Dlaczego to także niepotrzebna i niebezpieczna regulacja?
Po pierwsze, jak zwracają uwagę eksperci Fundacji, dokonanie konfiskaty majątków umożliwiają już istniejące przepisy konstytucyjne. „Przed wszystkim możliwość taką stwarza art. 46 Konstytucji, zgodnie z którym przepadek rzeczy dopuszczalny jest w przypadkach przewidzianych w ustawie na podstawie prawomocnego orzeczenia sądu”. Odpowiednie regulacje istnieją także na poziomie ustawowym.
Po drugie, również w tym wypadku niepokój budzi ogólny charakter wykorzystanych pojęć. Na przykład „powodująca bezpośrednie zagrożenie bezpieczeństwa wewnętrznego Rzeczypospolitej Polskiej napaść na terytorium innego państwa” nie musi dotyczyć wojny w bezpośrednim sąsiedztwie Polski, ale jakiegokolwiek konfliktu uznanego przez władze za groźny.
Nie ma także jasności, czyj dokładnie majątek może zostać zajęty, ani w jakich przypadkach. Na pytanie, kto byłby zagrożony konfiskatą majątku, projekt odpowiada, że dotyczy „osób fizycznych niebędących obywatelami polskimi, osób prawnych oraz” – uwaga! – „innych podmiotów”. Czym dokładnie są inne podmioty nie precyzuje, a pod tak szeroką kategorię można zakwalifikować każdą organizację, niekoniecznie prowadzoną przez osoby „niebędące obywatelami polskimi”, jeśli tylko władze uznają jej działalność za zagrożenie. Tym bardziej, że, jak czytamy w projekcie, „szczegółowy sposób przejęcia majątku przez Skarb Państwa, w tym zakres domniemania i wyłączenia z domniemania, określa ustawa”. Do jej uchwalenia wystarczy zwykła sejmowa większość. Z kolei ewentualna próba zakwestionowania konstytucyjności takiej ustawy może zostać łatwo oddalona przez – niespełniający kryteriów niezależności – Trybunał Konstytucyjny pod przewodnictwem Julii Przyłębskiej.
Po trzecie, jak zwracają uwagę eksperci Fundacji, nowy przepis kwestionuje wartości zapisane w innych częściach Konstytucji, między innymi „wynikające z art. 2 (zasada zaufania do państwa i tworzonego przez nie prawa), wyrażone w art. 20 (wolność działalności gospodarczej i ochrona własności wynikająca z zasady społecznej gospodarki rynkowej), oraz w art. 45 ust. 1 (prawo do sądu)”. Nowe regulacje będą miały zastosowanie na długo po zakończeniu obecnej wojny w Ukrainie.
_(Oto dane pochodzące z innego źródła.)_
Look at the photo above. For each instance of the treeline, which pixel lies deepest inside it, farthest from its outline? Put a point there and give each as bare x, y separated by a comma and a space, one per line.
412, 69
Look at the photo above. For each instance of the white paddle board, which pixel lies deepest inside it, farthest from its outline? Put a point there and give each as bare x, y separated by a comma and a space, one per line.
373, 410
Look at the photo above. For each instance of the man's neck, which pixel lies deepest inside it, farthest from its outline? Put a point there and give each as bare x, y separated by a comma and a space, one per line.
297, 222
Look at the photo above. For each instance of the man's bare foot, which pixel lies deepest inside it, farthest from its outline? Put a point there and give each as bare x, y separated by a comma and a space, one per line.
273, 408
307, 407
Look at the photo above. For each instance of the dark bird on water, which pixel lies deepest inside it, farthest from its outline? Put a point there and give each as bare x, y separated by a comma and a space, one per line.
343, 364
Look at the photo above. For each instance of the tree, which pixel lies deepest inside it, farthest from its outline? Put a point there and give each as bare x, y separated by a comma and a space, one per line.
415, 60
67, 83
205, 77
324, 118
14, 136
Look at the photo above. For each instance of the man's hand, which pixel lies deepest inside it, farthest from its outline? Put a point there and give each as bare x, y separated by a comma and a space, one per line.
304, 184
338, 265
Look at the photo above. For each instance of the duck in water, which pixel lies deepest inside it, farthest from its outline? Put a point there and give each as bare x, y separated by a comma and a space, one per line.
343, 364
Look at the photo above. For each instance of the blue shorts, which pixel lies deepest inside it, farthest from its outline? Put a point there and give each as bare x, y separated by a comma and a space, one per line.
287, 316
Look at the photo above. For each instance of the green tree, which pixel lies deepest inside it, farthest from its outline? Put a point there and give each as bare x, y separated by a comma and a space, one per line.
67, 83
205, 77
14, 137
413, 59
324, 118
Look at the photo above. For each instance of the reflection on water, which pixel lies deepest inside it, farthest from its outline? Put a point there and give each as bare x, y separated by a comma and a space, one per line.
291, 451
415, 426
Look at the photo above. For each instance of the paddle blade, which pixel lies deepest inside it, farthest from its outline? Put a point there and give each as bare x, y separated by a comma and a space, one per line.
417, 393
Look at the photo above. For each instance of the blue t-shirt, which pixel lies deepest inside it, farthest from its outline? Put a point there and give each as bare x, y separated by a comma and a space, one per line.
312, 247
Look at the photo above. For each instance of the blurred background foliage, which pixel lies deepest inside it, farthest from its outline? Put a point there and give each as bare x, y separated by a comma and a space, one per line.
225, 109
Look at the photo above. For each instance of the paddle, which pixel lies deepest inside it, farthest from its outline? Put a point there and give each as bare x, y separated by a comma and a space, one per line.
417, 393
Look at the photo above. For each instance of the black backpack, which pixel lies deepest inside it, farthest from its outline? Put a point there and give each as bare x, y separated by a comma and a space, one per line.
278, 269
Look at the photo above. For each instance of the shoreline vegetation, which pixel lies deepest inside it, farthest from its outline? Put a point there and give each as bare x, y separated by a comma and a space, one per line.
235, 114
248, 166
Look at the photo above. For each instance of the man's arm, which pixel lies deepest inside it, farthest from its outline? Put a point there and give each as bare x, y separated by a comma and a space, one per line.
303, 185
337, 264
A to oznacza, że stworzone zostaną „konstytucyjne podstawy do tego, aby nieokreślone konstytucyjnie organy, w oparciu o bliżej nieokreślone konstytucyjnie przesłanki mogły dokonywać konfiskaty na rzecz Skarbu Państwa majątków bliżej nieokreślonych konstytucyjnie podmiotów”. Taki stan rzecz dostarcza narzędzi do tworzenia mechanizmów korupcyjnych, a niekoniecznie pomaga w karaniu podmiotów wspierających rosyjskie działania wojenne w Ukrainie.
Charakter procesu zmiany Konstytucji – przede wszystkim czas wymagany przepisami na wprowadzenie poprawek – sprawia, że osoby i podmioty zaangażowane w bieżący konflikt zdążą zabezpieczyć swoje majątki. Nowe regulacje znajdą więc większe zastosowanie podczas przyszłych konfliktów niż przy tym trwającym obecnie.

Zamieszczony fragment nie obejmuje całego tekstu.